Menyekutukan Allah Swt dengan mahluk (musyrik), tidak sekedar sebagai kotoran
hati, namun ia merupakan najis (kotoran yang menjijikkan) hati, dan merupakan
dosa yang tidak akan diampuni oleh Allah Swt serta sia-sia amal ibadah yang
dilaksanakan. Salah satu ulama kaum sufi, mengatakan bahwa syirik merupakan
pangkal segala penyakit hati.
Dalam mencapai
iman kepada Allah Swt, diantara mukmin yang satu dengan mukmin lainnya tidaklah
sama. Ada yang memiliki kadar iman yang tinggi, ada yang memiliki kadar iman
yang sedang dan bahkan ada yang memiliki iman yang kadarnya sangat rendah. Sebagaimana
keterangan dalam hadis, bagi mereka yang memiliki kadar iman yang tinggi, sudah
tentu jiwanya peka terhadap dosa diri. Satu kali saja melakukan perbuatan maksiat,
penyesalannya amatlah dalam dan hingga mereka mudah meneteskan airmata ketika
memanjatkan permohonan ampunan. Demikian pula bagi mereka yang memiliki kadar
iman yang rendah, sudah tentu kepekaan jiwanya-pun rendah juga. Hinga mereka
tidak memiliki rasa malu apalagi rasa takut kepada Allah Swt meskipun
berkali-kali melakukan perbuatan maksiat.
Diantara mereka
ada yang memiliki kepercayaan kepada Tuhan sebatas keberadaan-Nya saja tanpa
memahami sifat-sifat-Nya. Dan ada yang sudah memahami sifat-sifat-Nya, namun
masih tertutup oleh keberadaan makhluk (termasuk dirinya sendiri). Dan ada pula
yang beriman kepada-Nya, namun masih bercampur dengan musyrik (menyekutukan-Nya
dengan makhluk). Bahkan diantara manusia
ada yang salah dalam menyimpulkan antara pengertian tauhid dan syirik. Tauhid
dianggap syirik dan syirik dianggap tauhid (na’udzu billah).
Memang secara
umum – sebagaimana dijelaskan dalam al-Qur’an - bahwa kepercayaan seseorang
terhadap keberadaan dan kekuasaan Allah Swt masih bercampur dengan pemahaman
syirik (menyekutukan Allah Swt dengan makhluk). Hal ini tercermin dalam (Qs.
Yusuf : 106) :
وَمَا يُؤْمِنُ
أَكْثَرُهًمْ بِاللهِ اِلاَّ وَهُمْ مُشْرِكُوْنَ : Dan
tidak beriman kepada Allah kebanyakan manusia, kecuali mereka
mempersekutukan-Nya.
Berlainan
dengan dosa lainnya, perbuatan syirik (baik khafi/ samar maupun jali/
kentara) merupakan dosa terbesar yang tidak akan diampuni oleh Allah Swt yang
tidak dapat ditaubati, kecuali dengan terbebasnya jiwa dari kemusyrikan.

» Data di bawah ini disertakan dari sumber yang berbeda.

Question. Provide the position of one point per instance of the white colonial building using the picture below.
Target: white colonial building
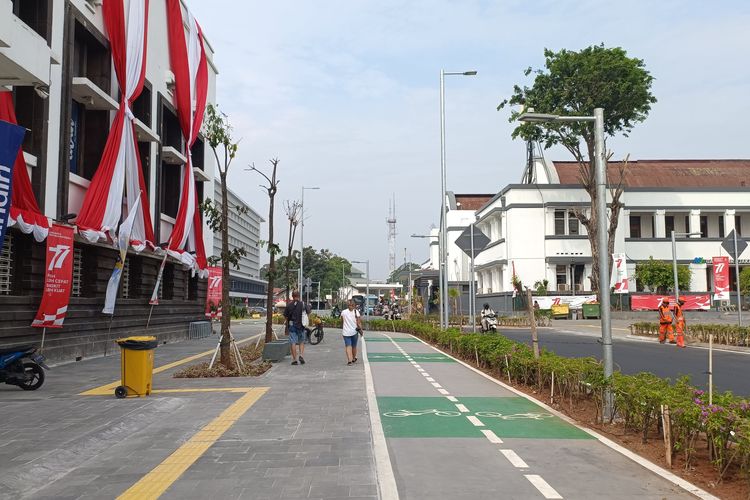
(533, 231)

إِنَّ اللهَ لاَيَغْفِرُ أَنْ يشْرَكَ بِهِ وَيَغْفِرُ مَا دُونَ ذَالِكَ
لِمَنْ يَشَاءُ
Sesungguhnya Allah tidak akan
mengampuni dosa menyekutukan makhluk dengan-Nya (syirik) dan mengampuni dosa
lainnya bagi yang dikehendaki-Nya. (Qs. an-Nisa’:
48)
Demikian pula
pada umumnya, manusia menganggap rendah terhadap nilai dosa syirik. Dan
karenanya, mereka kurang sungguh-sungguh dalam membebaskan jiwa dari belenggu
kemusyrikan. Padahal dalam pandangan Allah Swt, kemusyrikan merupakan perbuatan
najis (sesuatu yang menjijikkan), serta menyebabkan amal ibadah menjadi sia-sia
dan tidak akan diterima oleh Allah Swt. Sebagaimana keterangan firman Allah Swt
:
يَأَيُّها الذِينَ
آمَنُوا إِنَّمَا المُشْرِكُونَ نَجَسٌ : Wahai
orang-orang yang beriman, sesungguhnya orang musyrik itu najis.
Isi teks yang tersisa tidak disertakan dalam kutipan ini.